Origine et histoire de l'hospice
L’hôpital de La Grave, situé à Toulouse sur la rive gauche de la Garonne, trouve ses origines au XIIe siècle avec une première mention en 1197. Initialement lié à l’hôpital Sainte-Marie de la Daurade, il servit dès le Moyen Âge à accueillir les pestiférés, avant de devenir en 1647 un lieu de grand renfermement pour mendiants, prostituées et aliénés sous le nom d’hôpital général Saint-Joseph de La Grave. Son emplacement extra-muros permettait d’isoler les malades, notamment lors des épidémies de peste qui frappèrent Toulouse aux XVIe et XVIIe siècles.
Entre 1508 et 1514, l’hôpital est agrandi et renommé Saint-Sébastien en référence au saint protecteur contre la peste. Face à l’afflux de malades, les remparts et tours adjacentes (comme la Tour Taillefer) sont réquisitionnés. En 1629, une épidémie particulièrement meurtrière décime tous les patients de l’hôpital. Au XVIIe siècle, la politique du grand renfermement transforme l’établissement en institution caritative, mais les problèmes de surpopulation et de finances persistent, menant à une faillite en 1760.
La Révolution marque un tournant : l’hôpital, rebaptisé Hospice de Bienfaisance en 1793, est géré par la municipalité. En 1797, il annexe d’anciens locaux militaires, devenant le plus grand hôpital de Toulouse avec 6 hectares. Au XIXe siècle, il se spécialise en maternité avant d’être progressivement remplacé par le CHU de Rangueil.
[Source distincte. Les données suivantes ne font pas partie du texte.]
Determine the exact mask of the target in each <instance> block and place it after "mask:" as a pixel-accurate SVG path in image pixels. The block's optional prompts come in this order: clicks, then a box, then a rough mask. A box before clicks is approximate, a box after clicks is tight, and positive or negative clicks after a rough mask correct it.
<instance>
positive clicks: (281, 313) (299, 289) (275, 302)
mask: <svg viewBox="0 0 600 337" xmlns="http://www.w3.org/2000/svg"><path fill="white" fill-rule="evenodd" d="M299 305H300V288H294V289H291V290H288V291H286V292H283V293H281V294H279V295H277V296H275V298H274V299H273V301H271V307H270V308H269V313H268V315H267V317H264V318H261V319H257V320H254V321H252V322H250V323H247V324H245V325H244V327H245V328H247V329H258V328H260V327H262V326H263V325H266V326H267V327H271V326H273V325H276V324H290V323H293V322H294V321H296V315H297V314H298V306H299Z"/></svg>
La chapelle Saint-Joseph, construite entre 1758 et 1845, est un symbole architectural de l’hôpital, classée monument historique en 1978.
L’hospice de la Grave illustre l’évolution des pratiques médicales et sociales, passant d’un lieu d’isolement des pestiférés à un établissement hospitalier moderne. Ses bâtiments, partiellement protégés (classements en 1986 et 1988), témoignent de son rôle central dans l’histoire toulousaine, entre charité, contrôle social et innovations médicales. La chapelle, désacralisée en 2015, abrite aujourd’hui un musée.
Les vestiges architecturaux incluent des éléments des XVIe, XVIIe et XVIIIe siècles, comme les pigeonniers marquant l’entrée du secteur psychiatrique, le bâtiment des Dames de la Porte (XVIIIe siècle), ou l’ancienne pharmacie du début du XIXe siècle, entièrement boisée. L’ensemble reflète les adaptations successives de l’hôpital aux besoins sanitaires et sociaux de Toulouse, de l’Ancien Régime à l’époque contemporaine.